There’s something happening in fiction now, and to a degree in film and TV too: the time in which stories are set is scootching back, with writers fleeing to the safety of 1994 or 1987 or much earlier. Why? Because we didn’t have smart phones then. We didn’t have social media. The world didn’t have this shimmering overlay of internet which is, in a very practical way, hard to write about. Writers of novels and teleplays have well-developed tools for the depiction of drama in real space. Drama that plays out through our little pocket-sized screens is just as rich — but how do we show it? We’re now seeing film and TV figure this out in real-time. Novels have been (oddly?) less successful. Because digital action relies on so many Brands™, it feels risky and/or distasteful to send your narrative too deep into that realm. Who wants to be the person who called it wrong and wrote the Great MySpace Novel? (Actually, the Great MySpace Novel would be amazing. But see, that’s not now anymore! MySpace has stabilized into historical artifact. We can look at it; describe it; maybe even understand it. That’s not the case with the systems we’re using right now. We’re lost inside of them.)
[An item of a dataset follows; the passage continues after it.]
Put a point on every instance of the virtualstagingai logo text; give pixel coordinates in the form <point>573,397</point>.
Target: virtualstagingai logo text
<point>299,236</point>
Remember the first episode of Sherlock? Came out eight — yes, eight — years ago, and one of the most-discussed elements of the first episode was its use of texting. Sherlock texted and received texts all the time, and the content of those texts was regularly displayed our TV screens. For a thoughtful take on how the series did this, see this video essay on “Visual Writing in Sherlock” — visual writing that is by no means confined to the display of texting. I believe there’s general agreement that the makers of the series not only got this right but also used it to great dramatic, and sometimes comic, effect.

I don’t want to take Robin’s point too far, but I’m taken by the suggestion that a particular technology only becomes available for artistic representation when artists and audience are not “lost inside of it.” In this context it might be worth noting that Sherlock’s representation of texting happened right after the first widespread availability of smartphones, and therefore right after people began regularly interacting with the phones in non-textual ways (especially through photos and video). Sherlock’s representation of visual writing is, then, what BlackBerry use looks like when you have an iPhone.

You know what else appeared in 2010? The Social Network — a movie about Facebook that showed up just when people were dismissing Facebook as uncool and turning instead to Twitter — and then to Instagram (which was also released in 2010, though it didn’t become huge right away).

One more artifact from that same year: Gary Shteyngart’s novel Super Sad True Love Story, much of which is told through emails.

So: what technologies are going to dominate the books and movies and TV shows of 2020?